For $0\leq d\leq 1$, let $\eta_d$ be the $d$-dimensional Hausdorff measure on $\mathbb{R}$ (for some normalization); recall that it is translation-invariant.
Motivation for what follows: Up to recently, I was convinced that if $f$ and $g$ are in $L^1(\mathbb{R},\eta_d)$ (that is, Borel functions $\mathbb{R}\to\mathbb{R}$, integrable w.r.t. $\eta_d$, modulo equality $\eta_d$-a.e) one could define their convolution as usual by $(f*g)(x) = \int_{\mathbb{R}} f(y)\, g(x-y)\, \mathrm{d}\eta_d(x)$ and that this would satisfy $\|f*g\|_1 \leq \|f\|_1\,\|g\|_1$ as expected (where $\|f\|_1 := \int_{\mathbb{R}} f(t)\, \mathrm{d}\eta_d(t)$). Upon thinking about this question, I realized that this is not the case: the usual proof relies on translation-invariance and Fubini, but Fubini itself relies on $\sigma$-finiteness which is not true of $\eta_d$; for the Haar measure on a locally compact abelian group, which is not necessarily $\sigma$-finite, one can get away with "regularity" instead (even though things appear to be confused), but now I'm struggling to understand what works or does not work for Hausdorff measures. So let me ask about a concrete case:
Let $d = \log 2/\log 3$ and let $\eta = \eta_d$ be the $d$-dimensional Hausdorff measure on $\mathbb{R}$, normalized so that the usual Cantor middle-third set $C$ has $\eta(C)=1$. Let $f = \mathbf{1}_C$ be the indicator function of $C$ and $\nu = f \eta$ (that is, $E \mapsto \int_E f\, \mathrm{d}\eta$) be the "uniform" probability measure on $C$. We define the convoluted function $g := f\mathbin{*_\eta}f = f*\nu$ as $$x \mapsto \int_{\mathbb{R}} f(y)\, f(x-y)\, \mathrm{d}\eta(y) = \int_{C} f(x-y)\,\mathrm{d}\nu(y)$$ and we define the convoluted measure $\xi := \nu*\nu$ as $$E \mapsto (\nu\times\nu)(\{(y,z)\in\mathbb{R}^2 : y+z\in E\})$$
To put it more simply, $g(x)$ is the probability that, if $y$ is chosen uniformly in the Cantor set, $x-y$ also falls in the Cantor set; whereas $\xi(E)$ is the probability that two given reals $y,z$ both chosen uniformly and independently in the Cantor set have a sum in $E$.

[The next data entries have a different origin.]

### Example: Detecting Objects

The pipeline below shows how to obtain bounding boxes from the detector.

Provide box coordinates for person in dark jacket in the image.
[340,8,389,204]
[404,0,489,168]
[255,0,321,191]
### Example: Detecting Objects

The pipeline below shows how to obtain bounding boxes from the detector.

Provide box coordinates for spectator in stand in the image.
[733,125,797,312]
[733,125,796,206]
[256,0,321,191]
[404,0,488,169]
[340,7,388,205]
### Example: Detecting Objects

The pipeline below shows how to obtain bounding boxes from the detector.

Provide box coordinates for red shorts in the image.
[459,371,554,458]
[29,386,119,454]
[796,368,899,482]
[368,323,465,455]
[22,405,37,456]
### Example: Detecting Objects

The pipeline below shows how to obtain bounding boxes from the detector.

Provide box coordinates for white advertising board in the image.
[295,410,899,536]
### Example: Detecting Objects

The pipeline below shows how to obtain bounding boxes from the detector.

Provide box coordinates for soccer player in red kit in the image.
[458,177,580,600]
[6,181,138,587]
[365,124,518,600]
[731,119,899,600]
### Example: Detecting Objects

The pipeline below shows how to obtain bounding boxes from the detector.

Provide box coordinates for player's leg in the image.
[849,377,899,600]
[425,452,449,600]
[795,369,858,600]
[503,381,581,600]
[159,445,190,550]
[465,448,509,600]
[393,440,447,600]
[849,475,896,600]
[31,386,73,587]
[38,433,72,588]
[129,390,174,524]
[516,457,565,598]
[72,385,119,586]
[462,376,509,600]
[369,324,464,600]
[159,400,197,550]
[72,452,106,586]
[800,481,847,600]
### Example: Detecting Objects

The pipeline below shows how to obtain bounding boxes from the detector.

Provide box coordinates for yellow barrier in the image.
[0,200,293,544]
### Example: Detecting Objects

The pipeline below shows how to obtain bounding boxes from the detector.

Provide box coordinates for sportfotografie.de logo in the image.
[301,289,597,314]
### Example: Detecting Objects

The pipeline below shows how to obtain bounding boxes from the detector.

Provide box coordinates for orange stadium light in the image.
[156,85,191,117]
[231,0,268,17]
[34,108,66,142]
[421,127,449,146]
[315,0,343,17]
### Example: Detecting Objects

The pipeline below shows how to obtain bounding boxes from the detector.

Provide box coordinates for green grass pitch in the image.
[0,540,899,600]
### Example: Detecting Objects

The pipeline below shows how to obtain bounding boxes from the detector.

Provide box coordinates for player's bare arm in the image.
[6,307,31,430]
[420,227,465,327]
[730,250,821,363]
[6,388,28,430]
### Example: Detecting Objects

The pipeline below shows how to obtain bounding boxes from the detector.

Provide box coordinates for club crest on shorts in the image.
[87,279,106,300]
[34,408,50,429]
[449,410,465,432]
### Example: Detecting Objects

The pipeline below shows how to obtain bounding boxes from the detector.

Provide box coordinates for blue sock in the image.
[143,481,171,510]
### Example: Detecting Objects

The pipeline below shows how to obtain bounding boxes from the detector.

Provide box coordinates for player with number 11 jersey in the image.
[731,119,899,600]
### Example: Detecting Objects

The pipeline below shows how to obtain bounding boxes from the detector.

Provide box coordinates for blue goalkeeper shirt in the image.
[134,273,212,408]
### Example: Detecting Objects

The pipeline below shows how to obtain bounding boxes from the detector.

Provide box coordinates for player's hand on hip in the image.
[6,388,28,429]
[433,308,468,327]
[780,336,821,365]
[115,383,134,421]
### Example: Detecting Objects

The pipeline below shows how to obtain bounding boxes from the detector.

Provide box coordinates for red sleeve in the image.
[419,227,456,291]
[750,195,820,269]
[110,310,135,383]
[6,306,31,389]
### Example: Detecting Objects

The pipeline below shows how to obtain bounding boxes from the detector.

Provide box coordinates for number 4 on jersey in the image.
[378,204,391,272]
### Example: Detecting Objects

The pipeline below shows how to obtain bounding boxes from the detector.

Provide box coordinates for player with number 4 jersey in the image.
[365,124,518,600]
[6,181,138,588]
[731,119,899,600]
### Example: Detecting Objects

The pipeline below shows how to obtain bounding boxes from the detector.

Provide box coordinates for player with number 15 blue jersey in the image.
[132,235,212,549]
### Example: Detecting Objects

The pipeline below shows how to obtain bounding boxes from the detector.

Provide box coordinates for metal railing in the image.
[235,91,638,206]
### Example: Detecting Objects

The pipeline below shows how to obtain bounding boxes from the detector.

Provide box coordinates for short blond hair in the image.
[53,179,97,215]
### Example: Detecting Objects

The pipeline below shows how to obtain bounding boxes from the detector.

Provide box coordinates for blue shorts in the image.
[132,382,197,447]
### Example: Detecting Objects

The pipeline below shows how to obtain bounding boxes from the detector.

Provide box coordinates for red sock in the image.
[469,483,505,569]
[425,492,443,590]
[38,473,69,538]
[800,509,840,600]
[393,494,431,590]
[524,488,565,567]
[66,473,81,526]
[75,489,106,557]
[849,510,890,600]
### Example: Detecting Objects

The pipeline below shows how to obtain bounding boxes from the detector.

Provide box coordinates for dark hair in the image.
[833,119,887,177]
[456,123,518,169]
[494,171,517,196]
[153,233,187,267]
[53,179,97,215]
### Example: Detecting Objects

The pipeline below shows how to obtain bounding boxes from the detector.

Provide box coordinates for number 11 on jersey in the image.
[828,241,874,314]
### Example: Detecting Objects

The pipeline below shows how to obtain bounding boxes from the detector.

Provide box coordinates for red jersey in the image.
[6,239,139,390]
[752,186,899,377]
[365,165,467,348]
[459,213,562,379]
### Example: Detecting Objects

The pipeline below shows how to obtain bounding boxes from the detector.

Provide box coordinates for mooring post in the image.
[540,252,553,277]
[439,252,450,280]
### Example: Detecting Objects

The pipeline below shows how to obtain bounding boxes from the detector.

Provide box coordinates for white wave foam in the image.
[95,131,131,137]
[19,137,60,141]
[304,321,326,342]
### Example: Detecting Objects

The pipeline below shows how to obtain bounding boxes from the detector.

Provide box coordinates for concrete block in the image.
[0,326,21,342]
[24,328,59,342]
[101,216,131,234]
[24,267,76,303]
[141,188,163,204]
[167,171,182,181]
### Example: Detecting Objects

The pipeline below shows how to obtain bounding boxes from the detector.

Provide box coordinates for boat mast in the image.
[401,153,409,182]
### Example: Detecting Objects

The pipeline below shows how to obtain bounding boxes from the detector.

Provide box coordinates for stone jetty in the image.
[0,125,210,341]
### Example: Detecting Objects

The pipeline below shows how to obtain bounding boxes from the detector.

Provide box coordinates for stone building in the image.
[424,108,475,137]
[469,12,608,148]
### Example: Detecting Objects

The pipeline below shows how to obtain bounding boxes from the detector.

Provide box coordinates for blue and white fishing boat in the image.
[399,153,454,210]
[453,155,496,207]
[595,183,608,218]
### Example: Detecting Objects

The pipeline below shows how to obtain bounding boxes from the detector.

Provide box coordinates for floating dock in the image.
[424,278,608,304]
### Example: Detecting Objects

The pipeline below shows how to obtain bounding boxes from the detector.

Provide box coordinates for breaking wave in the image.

Naïvely one would like to think that $\int_E g\, \mathrm{d}\eta = \xi(E)$ (for $E$ a Borel set) with the following "proof": $$\begin{aligned}\int_E g\, \mathrm{d}\eta &= \int_E\left(\int_{\mathbb{R}} f(x-y)\, \mathrm{d}\nu(y)\right) \mathrm{d}\eta(x)\\ &= \int_{E\times\mathbb{R}} f(x-y)\, \mathrm{d}\nu(y)\, \mathrm{d}\eta(x)\\ &= \int_{\{(y,z)\in\mathbb{R}^2 : y+z\in E\}} f(z)\, \mathrm{d}\nu(y)\, \mathrm{d}\eta(z)\\ &= \int_{\{(y,z)\in\mathbb{R}^2 : y+z\in E\}} \mathrm{d}\nu(y)\, \mathrm{d}\nu(z)\\ &= \xi(E)\end{aligned}$$ but as explained above, this proof does not work. However, both $g$ and $\xi$ are still well-defined objects.
Questions:
How can we describe $g = f\mathbin{*_\eta}f$ and $\xi = \nu * \nu$ more concretely?
Specifically, what is the support of $g$?
What is the exact relation between $g$ and $\xi$?
Specifically, is $\xi$ absolutely continuous w.r.t. $\eta$? (I believe it isn't.)
Bonus question: I am aware that the Fourier-Stieltjes transform $\hat\xi$ of $\xi$ is $u\mapsto e^{-2i\pi u} \prod_{j=1}^{\infty} \cos^2(2\pi u/3^j)$ (the square of that of $\nu$). But what is the Fourier transform of $g$?